If you recognize this game (the game date is not specified) please explain the following:
In the explanation it says that B2 is always on, whether B has all 3 or just 2 lights on. My question is, why can't B1 and B3 be on with B2 off?
If I need to write out the whole game, let me know. It's driving me crazy!!

quinnxzhang

I don't think this is an official LSAT game. Googling only turns up a test question from Kaplan.

In any case, the reason B2 is always on is because of the first three rules: (1) B has more lights on than C. (2) C1 is on. (3) Exactly two buildings have the second light on.

Because of rule (3), we're given three possibilities: A2on/B2on/C2off, A2off/B2on/C2on, and A2on/B2off/C2on.
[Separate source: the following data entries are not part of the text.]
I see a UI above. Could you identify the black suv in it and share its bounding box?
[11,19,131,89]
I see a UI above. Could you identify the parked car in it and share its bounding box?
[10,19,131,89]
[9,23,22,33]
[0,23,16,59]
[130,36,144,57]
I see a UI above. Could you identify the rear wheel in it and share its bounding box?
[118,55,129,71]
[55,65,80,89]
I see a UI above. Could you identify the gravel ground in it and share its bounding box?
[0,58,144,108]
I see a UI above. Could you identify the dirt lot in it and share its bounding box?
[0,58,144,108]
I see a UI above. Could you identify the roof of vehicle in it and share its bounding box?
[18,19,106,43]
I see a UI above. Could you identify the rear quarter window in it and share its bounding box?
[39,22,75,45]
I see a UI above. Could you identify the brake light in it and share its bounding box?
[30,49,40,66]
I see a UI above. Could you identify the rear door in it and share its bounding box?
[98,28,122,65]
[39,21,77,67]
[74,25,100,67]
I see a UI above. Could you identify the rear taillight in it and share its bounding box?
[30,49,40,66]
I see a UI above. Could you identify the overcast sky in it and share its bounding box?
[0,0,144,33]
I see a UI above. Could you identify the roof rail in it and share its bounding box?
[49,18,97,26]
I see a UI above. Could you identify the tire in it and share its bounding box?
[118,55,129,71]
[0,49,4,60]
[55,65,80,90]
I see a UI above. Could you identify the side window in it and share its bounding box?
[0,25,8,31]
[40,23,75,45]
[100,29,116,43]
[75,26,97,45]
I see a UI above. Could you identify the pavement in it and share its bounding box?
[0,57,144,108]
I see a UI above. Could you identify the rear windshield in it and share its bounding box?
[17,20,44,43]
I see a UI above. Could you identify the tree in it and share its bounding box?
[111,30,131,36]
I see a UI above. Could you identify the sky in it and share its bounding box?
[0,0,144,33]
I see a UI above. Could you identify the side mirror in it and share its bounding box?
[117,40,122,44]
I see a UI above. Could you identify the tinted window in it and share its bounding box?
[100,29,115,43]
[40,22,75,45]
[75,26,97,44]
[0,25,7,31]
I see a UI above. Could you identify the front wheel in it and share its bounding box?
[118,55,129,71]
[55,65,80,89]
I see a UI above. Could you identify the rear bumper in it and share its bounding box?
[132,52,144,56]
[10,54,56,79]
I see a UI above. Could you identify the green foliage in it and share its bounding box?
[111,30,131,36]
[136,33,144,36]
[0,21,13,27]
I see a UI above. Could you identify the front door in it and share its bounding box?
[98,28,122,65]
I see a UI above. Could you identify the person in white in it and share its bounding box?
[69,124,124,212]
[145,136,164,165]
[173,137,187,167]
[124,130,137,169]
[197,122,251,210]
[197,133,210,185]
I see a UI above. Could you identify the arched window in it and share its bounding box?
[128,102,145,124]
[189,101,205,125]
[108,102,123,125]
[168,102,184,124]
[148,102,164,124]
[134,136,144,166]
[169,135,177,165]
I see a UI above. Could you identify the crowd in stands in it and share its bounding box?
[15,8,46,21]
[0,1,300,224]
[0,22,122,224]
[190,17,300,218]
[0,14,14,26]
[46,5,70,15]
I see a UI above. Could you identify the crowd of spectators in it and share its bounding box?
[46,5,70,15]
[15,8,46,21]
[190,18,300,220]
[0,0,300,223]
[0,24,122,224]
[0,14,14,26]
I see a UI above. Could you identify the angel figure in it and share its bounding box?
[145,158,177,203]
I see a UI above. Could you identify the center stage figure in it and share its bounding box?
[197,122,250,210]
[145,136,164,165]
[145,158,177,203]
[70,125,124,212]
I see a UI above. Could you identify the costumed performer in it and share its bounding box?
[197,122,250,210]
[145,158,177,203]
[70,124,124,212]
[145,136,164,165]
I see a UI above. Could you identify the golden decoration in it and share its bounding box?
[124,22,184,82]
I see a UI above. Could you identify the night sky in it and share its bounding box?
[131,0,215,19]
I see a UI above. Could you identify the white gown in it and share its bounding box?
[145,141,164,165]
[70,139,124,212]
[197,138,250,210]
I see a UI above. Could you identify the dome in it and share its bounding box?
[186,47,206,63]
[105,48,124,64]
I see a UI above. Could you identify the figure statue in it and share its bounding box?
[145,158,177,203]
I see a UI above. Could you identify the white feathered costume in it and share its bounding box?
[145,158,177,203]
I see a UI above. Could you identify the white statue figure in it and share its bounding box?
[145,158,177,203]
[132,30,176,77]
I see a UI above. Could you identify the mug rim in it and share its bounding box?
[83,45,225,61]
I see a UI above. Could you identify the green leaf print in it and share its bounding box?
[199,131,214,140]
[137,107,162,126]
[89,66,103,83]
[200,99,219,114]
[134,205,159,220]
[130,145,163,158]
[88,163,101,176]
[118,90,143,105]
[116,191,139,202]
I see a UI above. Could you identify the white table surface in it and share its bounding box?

In the first two cases, B2 is on. So let's investigate the A2on/B2off/C2on case.

Suppose A2 and C2 are on and B2 is off. We know that C1 is always on from rule (2). If C2 is also on, then C has two lights on. This means B has to have all three lights on because B must have more lights on than C does, according to rule (1). But wait, we just stipulated that B2 is off. This is a contradiction. Thus, the A2on/B2off/C2on case is impossible.

Because the only two possibilities that are consistent have B2 on, B2 must always be on.

mel106mel

I knew it was going to be so obvious after it was explained. I forgot to turn on C1. Thanks for taking the time!